En la tarde del 28 de abril, la policía suiza hizo una redada en dos almacenes de aduanas de Ginebra, encontrando una gran cantidad de reliquias expoliadas en Italia. En total, quince mil piezas con un valor cercano a los cuarenta y dos millones de dólares. Según parece, Vasilis Kalamatiano estaba detrás.

En la mañana del 6 de diciembre de 1971, la policía helvética entró de nuevo en otro almacén de Basilea y se incautó de casi trescientas piezas, incluidas dos momias, cuatro sarcófagos y varias máscaras.

Las investigaciones llegaron hasta Rafiq al-Hawasi, representante del partido gubernamental en Giza y amigo personal de Anuar el-Sadat, el líder egipcio.

Según parece, los agentes aduaneros egipcios, con el permiso de Al-Hawasi, catalogaban las piezas como «réplicas» adquiridas en el popular bazar de Jan el-Jalili. Tras su detención, Al-Hawasi declaró que trabajaba para un tipo llamado Kalamatiano, conocido en el mundo del tráfico ilegal de antigüedades como el Griego Al-Hawasi era joven, brillante, con empuje y con un gran carisma, pero también era antipático y soberbio.
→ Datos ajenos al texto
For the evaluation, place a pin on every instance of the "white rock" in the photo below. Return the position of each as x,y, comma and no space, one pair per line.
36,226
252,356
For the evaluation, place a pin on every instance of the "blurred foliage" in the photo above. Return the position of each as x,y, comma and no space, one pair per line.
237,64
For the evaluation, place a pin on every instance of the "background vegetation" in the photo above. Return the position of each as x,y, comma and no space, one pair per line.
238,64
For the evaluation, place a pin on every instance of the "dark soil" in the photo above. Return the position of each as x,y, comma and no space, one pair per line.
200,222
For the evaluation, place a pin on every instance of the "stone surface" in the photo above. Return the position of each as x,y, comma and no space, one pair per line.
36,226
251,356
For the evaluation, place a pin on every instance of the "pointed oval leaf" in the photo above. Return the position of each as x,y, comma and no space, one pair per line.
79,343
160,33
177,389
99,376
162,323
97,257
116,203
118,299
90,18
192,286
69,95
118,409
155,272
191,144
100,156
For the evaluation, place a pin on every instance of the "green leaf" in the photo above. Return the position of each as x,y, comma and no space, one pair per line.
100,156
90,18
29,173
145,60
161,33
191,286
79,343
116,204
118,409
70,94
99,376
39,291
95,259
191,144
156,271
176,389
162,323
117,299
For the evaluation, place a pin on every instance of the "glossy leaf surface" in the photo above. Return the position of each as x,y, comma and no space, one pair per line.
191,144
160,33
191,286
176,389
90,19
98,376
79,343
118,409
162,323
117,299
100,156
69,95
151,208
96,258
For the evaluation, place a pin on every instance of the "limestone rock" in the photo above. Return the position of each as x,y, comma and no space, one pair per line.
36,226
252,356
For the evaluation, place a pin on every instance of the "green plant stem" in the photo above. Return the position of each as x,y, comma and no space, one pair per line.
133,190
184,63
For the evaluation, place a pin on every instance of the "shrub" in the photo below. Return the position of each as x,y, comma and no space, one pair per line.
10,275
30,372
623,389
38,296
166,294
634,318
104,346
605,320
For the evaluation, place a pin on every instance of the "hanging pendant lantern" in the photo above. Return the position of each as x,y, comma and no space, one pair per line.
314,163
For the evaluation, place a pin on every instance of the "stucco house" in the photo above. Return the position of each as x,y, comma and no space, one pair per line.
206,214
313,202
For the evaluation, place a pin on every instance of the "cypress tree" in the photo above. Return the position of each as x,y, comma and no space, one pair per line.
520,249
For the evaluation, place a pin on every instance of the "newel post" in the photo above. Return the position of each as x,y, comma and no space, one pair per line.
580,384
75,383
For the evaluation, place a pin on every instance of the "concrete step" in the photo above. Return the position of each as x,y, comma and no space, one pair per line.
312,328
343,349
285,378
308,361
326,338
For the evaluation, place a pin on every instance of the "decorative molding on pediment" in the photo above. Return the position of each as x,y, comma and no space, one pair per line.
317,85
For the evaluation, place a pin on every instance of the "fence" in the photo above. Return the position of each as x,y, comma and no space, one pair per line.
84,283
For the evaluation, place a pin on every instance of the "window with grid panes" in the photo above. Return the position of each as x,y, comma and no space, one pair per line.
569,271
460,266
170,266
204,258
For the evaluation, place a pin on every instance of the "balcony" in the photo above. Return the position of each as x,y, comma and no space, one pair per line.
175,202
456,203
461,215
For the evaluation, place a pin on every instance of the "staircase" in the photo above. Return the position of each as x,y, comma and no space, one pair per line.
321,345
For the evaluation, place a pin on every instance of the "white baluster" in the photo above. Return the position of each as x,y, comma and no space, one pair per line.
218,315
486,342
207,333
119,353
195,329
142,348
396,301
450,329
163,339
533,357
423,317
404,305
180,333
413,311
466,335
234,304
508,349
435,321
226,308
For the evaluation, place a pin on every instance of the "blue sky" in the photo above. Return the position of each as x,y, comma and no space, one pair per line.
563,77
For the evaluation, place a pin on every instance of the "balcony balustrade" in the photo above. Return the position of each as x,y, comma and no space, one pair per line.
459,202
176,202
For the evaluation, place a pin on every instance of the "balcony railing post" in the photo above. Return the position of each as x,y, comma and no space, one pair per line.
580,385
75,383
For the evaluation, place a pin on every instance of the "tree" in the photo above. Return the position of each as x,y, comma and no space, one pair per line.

Eso hizo que Vasilis Kalamatiano lo contratase como ayudante personal. En realidad, se veía a sí mismo reflejado en el joven Rafiq. Como él, se había criado en las calles de El Cairo, lo que le permitía moverse por la ciudad como pez en el agua.

Su primer trabajo para el Griego era ser su «detector de oportunidades». Si detectaba alguna pieza antigua que valiera la pena comprar, Rafiq debía encontrarla. Los marchantes sabían que el joven era un enviado de Kalamatiano y que, por eso, el egipcio llevaba siempre encima importantes cantidades de dinero en efectivo. Cuando se enteraba de que había alguna valiosa pieza circulando por la capital cairota, Rafiq se dirigía a una cabina telefónica concreta e intentaba localizar a Vasilis Kalamatiano en Grecia, París o Ginebra para contárselo.